By Shayna Jacobs
DNAinfo Reporter/Producer
MANHATTAN SUPREME COURT — Jurors on Thursday heard the 911 call made by a man accused of murdering his girlfriend in her Chelsea apartment.
"My wife is stabbed! She's dying!" yelled Robert Camarano, a career criminal on trial for allegedly strangling and stabbing Michele Hyams, 60. Prosecutors said the call was part of an apparent cover-up of the killing.
"Who stabbed your wife?" an EMS operator on the phone asked him.
"I don't know," he replied. "I just came home. She's dead. She's laying on the bed."
Camarano, 62, who is representing himself in court, said after he walked in and found Hyams, he moved her body from the bed to the bathroom floor to perform CPR.

He had a different story during his opening statement earlier this week.
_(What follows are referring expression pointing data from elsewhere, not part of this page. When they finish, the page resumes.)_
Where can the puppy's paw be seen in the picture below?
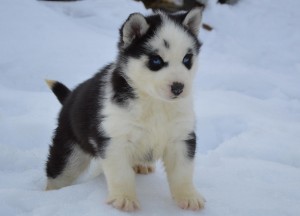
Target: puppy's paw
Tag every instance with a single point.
(140, 169)
(124, 203)
(193, 202)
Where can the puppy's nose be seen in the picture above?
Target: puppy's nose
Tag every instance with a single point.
(177, 88)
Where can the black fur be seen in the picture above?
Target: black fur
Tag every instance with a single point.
(79, 121)
(191, 145)
(60, 91)
(80, 117)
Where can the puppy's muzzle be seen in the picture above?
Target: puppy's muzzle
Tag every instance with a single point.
(177, 88)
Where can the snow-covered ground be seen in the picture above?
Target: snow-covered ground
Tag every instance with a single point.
(247, 100)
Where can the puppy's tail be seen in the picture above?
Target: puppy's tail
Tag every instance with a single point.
(59, 89)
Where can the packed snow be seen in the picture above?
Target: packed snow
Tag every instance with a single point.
(247, 102)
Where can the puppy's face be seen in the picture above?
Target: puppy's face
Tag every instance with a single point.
(160, 53)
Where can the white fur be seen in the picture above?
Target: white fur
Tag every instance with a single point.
(153, 126)
(153, 122)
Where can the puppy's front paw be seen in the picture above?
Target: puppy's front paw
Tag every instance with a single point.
(140, 169)
(124, 203)
(193, 202)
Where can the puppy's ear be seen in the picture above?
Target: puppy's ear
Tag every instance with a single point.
(193, 19)
(134, 27)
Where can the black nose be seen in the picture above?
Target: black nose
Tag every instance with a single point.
(177, 88)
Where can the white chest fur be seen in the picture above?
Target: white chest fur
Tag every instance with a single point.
(147, 126)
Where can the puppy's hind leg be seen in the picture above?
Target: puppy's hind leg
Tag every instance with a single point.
(65, 163)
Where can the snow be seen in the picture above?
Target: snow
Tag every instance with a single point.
(247, 102)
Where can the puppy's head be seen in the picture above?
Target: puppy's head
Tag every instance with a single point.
(159, 53)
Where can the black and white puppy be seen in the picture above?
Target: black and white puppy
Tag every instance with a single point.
(134, 111)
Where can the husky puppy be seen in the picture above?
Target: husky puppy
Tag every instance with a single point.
(134, 111)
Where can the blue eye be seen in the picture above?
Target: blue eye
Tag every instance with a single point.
(187, 60)
(155, 62)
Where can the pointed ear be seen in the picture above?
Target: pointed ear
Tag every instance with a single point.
(134, 27)
(193, 19)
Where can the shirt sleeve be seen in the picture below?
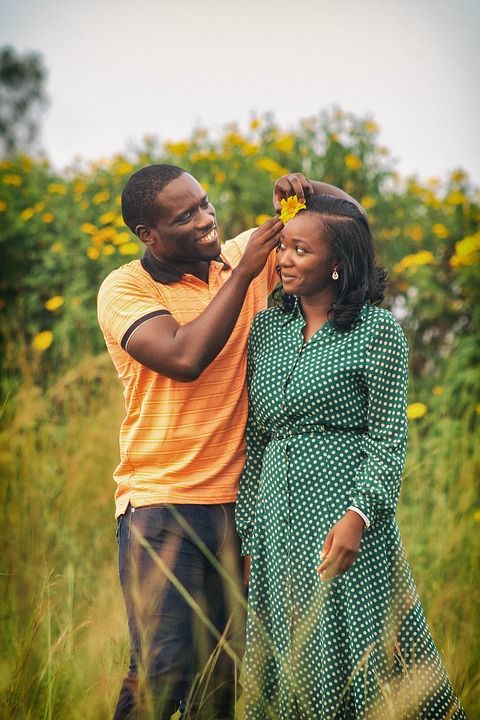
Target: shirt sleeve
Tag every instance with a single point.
(257, 438)
(377, 481)
(125, 303)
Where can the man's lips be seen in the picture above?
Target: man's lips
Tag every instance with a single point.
(209, 238)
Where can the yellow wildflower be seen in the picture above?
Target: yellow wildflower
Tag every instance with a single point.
(93, 253)
(88, 228)
(456, 197)
(121, 238)
(290, 207)
(57, 188)
(368, 202)
(107, 217)
(42, 340)
(27, 214)
(54, 303)
(416, 410)
(11, 179)
(179, 148)
(440, 231)
(130, 248)
(101, 197)
(353, 162)
(410, 262)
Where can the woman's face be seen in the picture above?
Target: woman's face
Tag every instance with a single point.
(304, 257)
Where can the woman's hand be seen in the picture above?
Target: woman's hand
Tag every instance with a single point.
(341, 546)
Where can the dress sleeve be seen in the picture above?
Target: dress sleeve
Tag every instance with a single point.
(377, 481)
(257, 438)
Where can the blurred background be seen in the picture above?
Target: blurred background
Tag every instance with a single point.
(380, 98)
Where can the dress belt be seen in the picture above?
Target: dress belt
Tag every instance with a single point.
(283, 433)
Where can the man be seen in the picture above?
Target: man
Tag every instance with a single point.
(176, 326)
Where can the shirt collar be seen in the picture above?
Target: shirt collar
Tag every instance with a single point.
(165, 273)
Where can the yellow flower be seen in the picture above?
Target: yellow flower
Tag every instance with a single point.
(440, 230)
(179, 148)
(368, 202)
(101, 197)
(107, 217)
(456, 197)
(416, 410)
(353, 162)
(11, 179)
(27, 214)
(260, 219)
(42, 340)
(93, 253)
(130, 248)
(121, 238)
(411, 262)
(290, 207)
(88, 228)
(54, 303)
(57, 188)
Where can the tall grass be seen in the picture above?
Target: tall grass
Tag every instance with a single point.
(64, 645)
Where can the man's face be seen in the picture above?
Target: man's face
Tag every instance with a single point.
(186, 228)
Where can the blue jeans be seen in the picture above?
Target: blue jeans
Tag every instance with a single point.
(168, 559)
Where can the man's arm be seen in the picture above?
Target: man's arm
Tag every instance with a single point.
(182, 352)
(297, 184)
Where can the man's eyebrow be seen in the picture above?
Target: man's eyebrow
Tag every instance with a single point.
(192, 207)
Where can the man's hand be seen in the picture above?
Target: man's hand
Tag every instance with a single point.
(299, 185)
(259, 247)
(292, 184)
(341, 546)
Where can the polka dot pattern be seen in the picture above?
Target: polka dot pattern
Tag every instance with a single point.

He said then that his girlfriend, who he called his wife, overdosed on pills despite the bloody murder scene police found at her apartment.
Prosecutors say Camarano was with Hyams that June 2008 night and was the only one who could have killed her.
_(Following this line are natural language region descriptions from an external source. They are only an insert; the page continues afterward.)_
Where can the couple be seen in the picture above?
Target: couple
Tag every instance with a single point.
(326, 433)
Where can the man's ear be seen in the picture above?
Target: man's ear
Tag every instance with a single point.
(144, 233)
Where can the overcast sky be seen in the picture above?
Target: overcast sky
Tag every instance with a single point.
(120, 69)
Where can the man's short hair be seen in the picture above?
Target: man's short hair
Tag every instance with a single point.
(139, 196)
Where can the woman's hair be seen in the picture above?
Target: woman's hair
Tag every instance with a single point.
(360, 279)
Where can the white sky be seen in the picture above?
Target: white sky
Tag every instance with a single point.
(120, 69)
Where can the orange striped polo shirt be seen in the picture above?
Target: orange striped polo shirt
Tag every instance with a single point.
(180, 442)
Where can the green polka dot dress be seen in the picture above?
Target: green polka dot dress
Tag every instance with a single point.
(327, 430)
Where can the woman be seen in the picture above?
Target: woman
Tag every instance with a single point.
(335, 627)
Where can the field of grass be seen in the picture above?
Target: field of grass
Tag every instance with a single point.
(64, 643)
Video obtained from security cameras at the Eighth Avenue apartment building, and in its elevator, showed Camarano never left the apartment at the time of the murder, and prosecutors said there had been no sign of forced entry.
"I don't want her to die, man!" I can't live without her, man!" he shouted at the dispatcher in the 911 call.
He pleaded for them to come quickly, and was incoherent at times.
Testimony will continue Friday in Manhattan Supreme Court.